The most recent research on imam hatip high schools was conducted for TESEV by Ruşen Çakır and his team in 2004[6]. I’ve not heard of any other NGO study on this topic, which concerns 17 to 20 million students across the whole of Turkey, at least not one that attracted attention. Ultimately, this is the most important issue in Turkey, but back then, we only looked at the issue from a political standpoint. We only studied imam hatip high schools. Yes, they do matter, but an awful lot has changed since then. At the time, we never heard the conservative public say, for example, that they wouldn’t send their children to an imam hatip high school. But now we hear it. All the same, I have no idea what’s going on in imam hatip high schools at present.

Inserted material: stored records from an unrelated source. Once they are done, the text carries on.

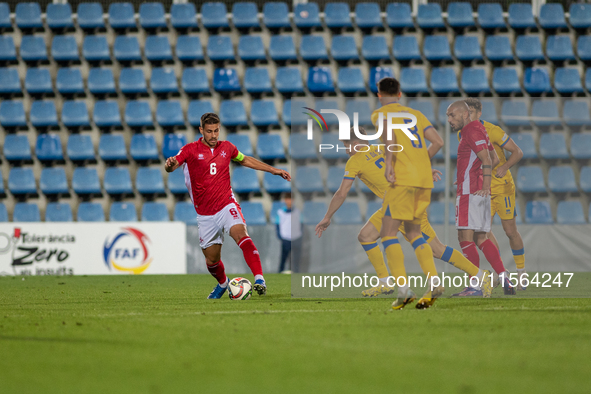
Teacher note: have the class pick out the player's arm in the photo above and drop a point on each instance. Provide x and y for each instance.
(335, 203)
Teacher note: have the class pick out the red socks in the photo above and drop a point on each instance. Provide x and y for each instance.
(251, 255)
(217, 271)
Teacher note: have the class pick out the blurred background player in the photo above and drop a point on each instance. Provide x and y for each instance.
(473, 218)
(206, 165)
(502, 186)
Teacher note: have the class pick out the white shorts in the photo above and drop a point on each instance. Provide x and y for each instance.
(212, 227)
(473, 213)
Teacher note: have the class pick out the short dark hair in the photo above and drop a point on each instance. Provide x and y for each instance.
(389, 86)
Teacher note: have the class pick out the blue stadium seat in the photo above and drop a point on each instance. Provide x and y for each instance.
(530, 179)
(127, 49)
(188, 48)
(59, 16)
(257, 81)
(121, 16)
(282, 48)
(263, 113)
(553, 146)
(474, 81)
(226, 80)
(561, 179)
(444, 80)
(276, 16)
(75, 115)
(43, 115)
(58, 212)
(95, 49)
(521, 16)
(69, 82)
(538, 212)
(152, 16)
(90, 212)
(157, 48)
(436, 48)
(149, 181)
(80, 147)
(169, 114)
(138, 114)
(245, 181)
(537, 81)
(288, 80)
(25, 212)
(313, 48)
(90, 16)
(552, 17)
(132, 82)
(498, 48)
(125, 212)
(412, 81)
(117, 181)
(320, 80)
(106, 114)
(337, 15)
(570, 212)
(559, 48)
(38, 82)
(21, 181)
(184, 212)
(232, 113)
(112, 147)
(143, 147)
(101, 82)
(430, 16)
(183, 16)
(350, 80)
(53, 181)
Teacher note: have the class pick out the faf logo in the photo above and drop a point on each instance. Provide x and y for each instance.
(128, 251)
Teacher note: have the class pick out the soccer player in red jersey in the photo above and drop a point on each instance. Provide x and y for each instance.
(474, 171)
(206, 164)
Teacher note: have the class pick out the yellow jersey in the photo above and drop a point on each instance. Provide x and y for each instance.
(498, 138)
(412, 166)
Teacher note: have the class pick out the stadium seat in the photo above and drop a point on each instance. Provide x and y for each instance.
(444, 80)
(184, 212)
(132, 82)
(183, 16)
(530, 179)
(25, 212)
(125, 212)
(80, 147)
(138, 114)
(143, 147)
(53, 181)
(90, 212)
(474, 80)
(149, 181)
(117, 181)
(561, 179)
(245, 181)
(112, 148)
(75, 115)
(58, 212)
(90, 16)
(538, 212)
(101, 82)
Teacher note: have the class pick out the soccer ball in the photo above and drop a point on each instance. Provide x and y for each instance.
(240, 289)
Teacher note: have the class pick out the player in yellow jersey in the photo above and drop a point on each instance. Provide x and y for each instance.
(502, 186)
(367, 163)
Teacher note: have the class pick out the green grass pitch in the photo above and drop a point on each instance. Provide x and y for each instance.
(158, 334)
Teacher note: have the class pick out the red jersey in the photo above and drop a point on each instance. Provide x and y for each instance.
(207, 174)
(474, 139)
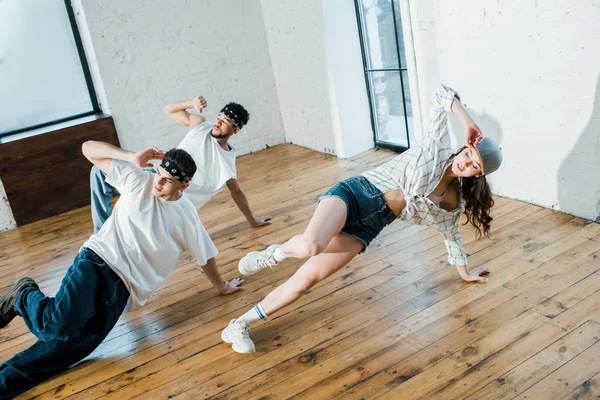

Yes, thousands of schools were opened. The problem isn’t just imam hatip high schools, though. Teachers are a major problem. A strategy document was prepared in 2011 called The Teacher Strategy Document; it was a highly acclaimed study. I’ve seen it, too. The study was the product of a very broad debate, the first of its kind. An initiative called the Education Reform Initiative (ERG) made a significant contribution. Perhaps business can help implement some of the conclusions. They’re very important. Take vocational high schools and the Koç Group’s campaign called “Vocational Education: a Crucial Matter for the Nation.” Although it fell short of what is needed, it might have raised awareness, which in itself is a major step. But the campaign barely went beyond the idea of “vocational education is a good thing,” or “vocational education matters.” Koç Group experts coached students, which is great, but nothing was done about the quality of vocational schools. That program ran for about seven or eight years, I think. There were ads everywhere throughout that time. It could’ve been done better, though, especially as it concerns a key need for business and industry.

This problem is as much about the present needs of industry as it is about the future of Turkey. It’s firstly an issue of intellectual resources and secondly an issue of physical ones.